La France, où l’islam et la deuxième religion, a passé depuis les années 1980 des accords bilatéraux autorisant trois pays à envoyer des imams pour une durée de quatre ans : Turquie (151), Algérie (120) et Maroc (30). L’idée était alors de prévenir les dérives en accueillant des prédicateurs sélectionnés.
En 2020, Emmanuel Macron, pour lutter “contre les séparatismes”, a promis la fin du dispositif d’ici 2024. Concrètement, plus aucun nouvel imam détaché ne peut arriver depuis le 1er janvier et ceux qui sont déjà en France ont jusqu’au 1er avril pour changer de statut administratif.
Côté marocain, Mohammed Moussaoui, président de l’Union des mosquées de France (UMF), estime ne plus être concerné depuis 2021 : les imams marocains détachés “ont été embauchés par des associations” de l’UMF et ne touchent plus de financements de Rabat.
Côté turc, “il reste aujourd’hui 60″ imams détachés, assure à l’AFP Ibrahim Alci, le président du Comité de coordination des musulmans turcs de France (CCMTF). “Une dizaine devraient rester” et “seront embauchés par l’association”, ajoute-t-il.

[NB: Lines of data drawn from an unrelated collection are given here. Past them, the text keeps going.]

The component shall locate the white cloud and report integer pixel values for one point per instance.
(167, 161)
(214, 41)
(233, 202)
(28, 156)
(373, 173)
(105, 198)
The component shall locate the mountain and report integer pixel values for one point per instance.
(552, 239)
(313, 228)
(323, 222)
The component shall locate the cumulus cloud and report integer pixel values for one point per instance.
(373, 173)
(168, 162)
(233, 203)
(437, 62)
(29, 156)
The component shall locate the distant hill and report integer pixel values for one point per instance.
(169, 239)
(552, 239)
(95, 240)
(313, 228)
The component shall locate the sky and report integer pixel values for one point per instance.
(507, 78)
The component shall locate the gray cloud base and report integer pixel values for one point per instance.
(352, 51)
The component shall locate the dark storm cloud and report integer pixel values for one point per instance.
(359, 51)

Pour les imams algériens, le recteur de la Grande Mosquée de Paris (GMP) Chems-eddine Hafiz assure avoir “pris les devants depuis trois ans” et que sur les 120 imams, “seuls 4 souhaitent rentrer”. Pour les autres, des conditions de maîtrise linguistique et de cursus universitaire sont en cours de vérification.
Gérald Darmanin a prôné fin décembre “le recrutement d’imams sous statut salarié par les associations”. Le pourront-elles ? “Le financement sera extrêmement lourd”, s’inquiète Hafiz, qui évoque l’idée de “convention”. L’idée de l’exécutif est de réduire ainsi l’influence des pays d’origine. Mais Franck Frégosi, directeur de recherche au CNRS, évoque une “parade” si certains États “versent une dotation à telle structure associative, qui salariera les imams”.

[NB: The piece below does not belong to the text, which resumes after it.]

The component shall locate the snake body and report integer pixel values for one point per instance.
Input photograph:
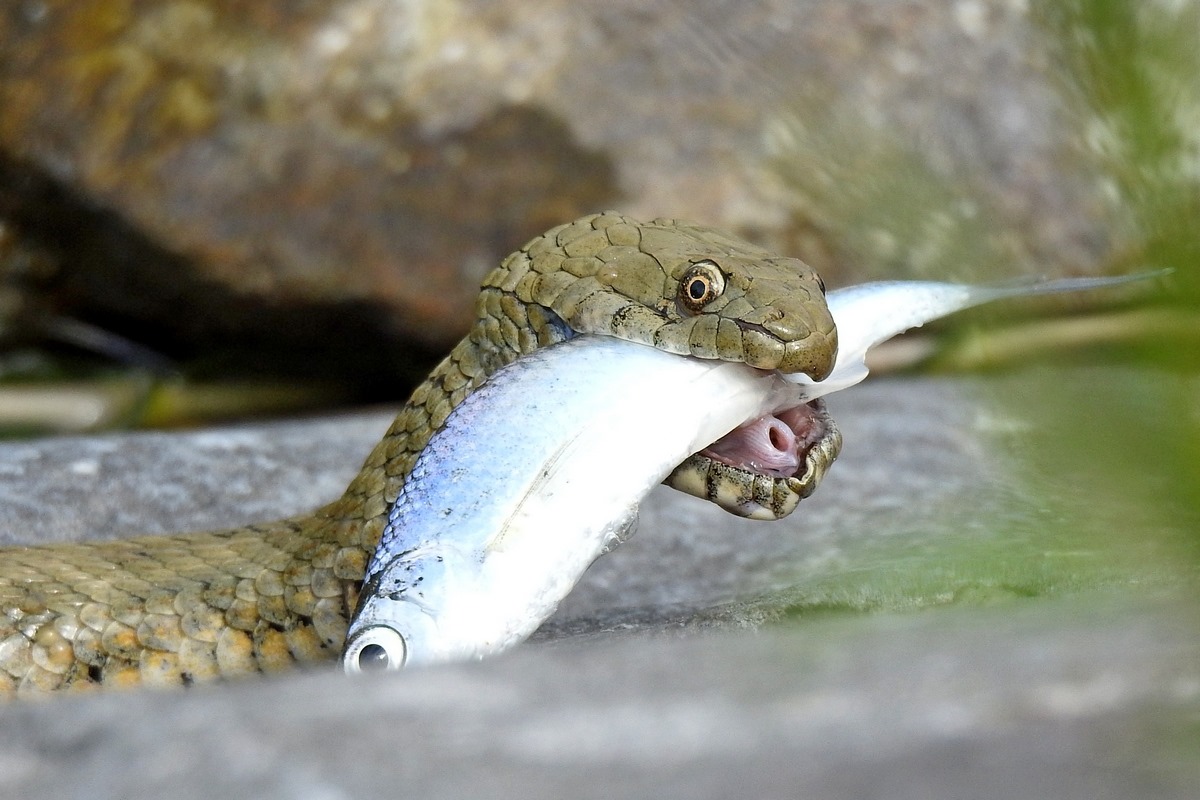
(179, 609)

On touche là un sujet dépassant selon lui les seuls imams détachés, qui ne représentent que 10 % des effectifs totaux : “beaucoup d’associations n’ont pas les moyens de se payer un imam à plein temps”, affirme-t-il. D’où un statut social précaire, mal assuré (notamment sans retraite), et suscitant peu de vocations. Gérald Darmanin a également souhaité qu’une “part croissante” des imams soient demain “au moins partiellement formés en France”.
Mais il faut distinguer deux volets. Côté profane, une trentaine de diplômes universitaires (DU) forment aujourd’hui aux enjeux de laïcité et de citoyenneté, assure-t-on à l’Intérieur. Dans un État laïque, “le législateur est légitimement au bout de ce qu’il peut faire”, note la sénatrice centriste Nathalie Goulet, co-autrice en 2016 d’un rapport sur l’Islam en France.
Côte théologique, quelques centres dispensent des formations distinctes : Institut Al-Ghazali de la GMP, Institut Islamica de l’UMF à Strasbourg, ou encore Institut européen des sciences humaines (IESH) fondé par Musulmans de France (ex-UOIF, proche des Frères musulmans).
L’imamat n’est pas conditionné à un diplôme unique. Pour Nathalie Goulet, “il faut que les musulmans s’organisent pour avoir un cursus, une labellisation et des enseignants comme le séminaire ou l’école rabbinique”. Un défi, compte tenu des querelles entre fédérations.
“Le corolaire immédiat est : comment on paie la formation ?”, ajoute la sénatrice qui précise que l’on “se retrouve sur le sujet classique du financement du culte musulman en France”.
Sous couvert d’anonymat, un bon connaisseur du sujet estime que “ça ne va pas changer grand-chose”.
Franck Frégosi, du CNRS, pointe “un effet d’annonce, comme si l’Intérieur voulait rajouter une pression supplémentaire”. Il note “les enjeux diplomatiques, géopolitiques, de contrôle des diasporas…”. Mais “c’est une réponse très partielle” à un défi “plus vaste”, selon lui. “Le signal politique est courageux”, mais “régler la question est un challenge qui ne dépend que des musulmans eux-mêmes”, estime Nathalie Goulet.